If data from any server is missing for last 5 minutes (or say last 6 minutes, to avoid any boundary condition issues) then I want to show it as "down".

I don't want to hard code the list of servers that I would be looking for since I may dynamically start monitoring more servers. Thus, I want to base my logic such that I find a list of distinct servers within last 10 minutes and a list of distinct servers within last 5 minutes and compare. If some server is missing in the last 5 minute list, then I want to show it as "down".

The "show" as down is preferably on Kibana (currently on 5.6, but can go to 6 if needed - same with elasticsearch).

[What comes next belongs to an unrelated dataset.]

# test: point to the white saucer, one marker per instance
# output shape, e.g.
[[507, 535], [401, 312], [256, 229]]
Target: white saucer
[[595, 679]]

If not on Kibana, then I would like to just get that output through some elasticsearch query.

Is it possible to do so?

Thanks so much.

Hi @deuskars,

You could use terms aggregation to do it, please consider this full example:

PUT monitoring/doc/1
{
  "server": "server1",
  "cpu": 20,
  "timestamp": "2017-12-18T00:00:00"
}

PUT monitoring/doc/2
{
  "server": "server2",
  "cpu": 30,
  "timestamp": "2017-12-18T00:00:00"
}

PUT monitoring/doc/3
{
  "server": "server1",
  "cpu": 15,
  "timestamp": "2017-12-18T00:10:00"
}

GET monitoring/_search
{
  "size": 0, 
  "query": {
    "bool": {
      "filter": {
        "range": {
          "timestamp": {
            "gte": "2017-12-18T00:00:00",
            "lt": "2017-12-18T00:10:00"
          }
        }
      }
    }
  },
  "aggs": {
    "servers": {
      "terms": {
        "field": "server.keyword",
        "size": 10
      }
    }
  }
}

GET monitoring/_search
{
  "size": 0, 
  "query": {
    "bool": {
      "filter": {
        "range": {
          "timestamp": {
            "gte": "2017-12-18T00:10:00",
            "lt": "2017-12-18T00:20:00"
          }
        }
      }
    }
  },
  "aggs": {
    "servers": {
      "terms": {
        "field": "server.keyword",
        "size": 10
      }
    }
  }
} 

But, why not using using Heartbeat that already do the hard work with great dashboards?

Cheers,
LG

This topic was automatically closed 28 days after the last reply. New replies are no longer allowed.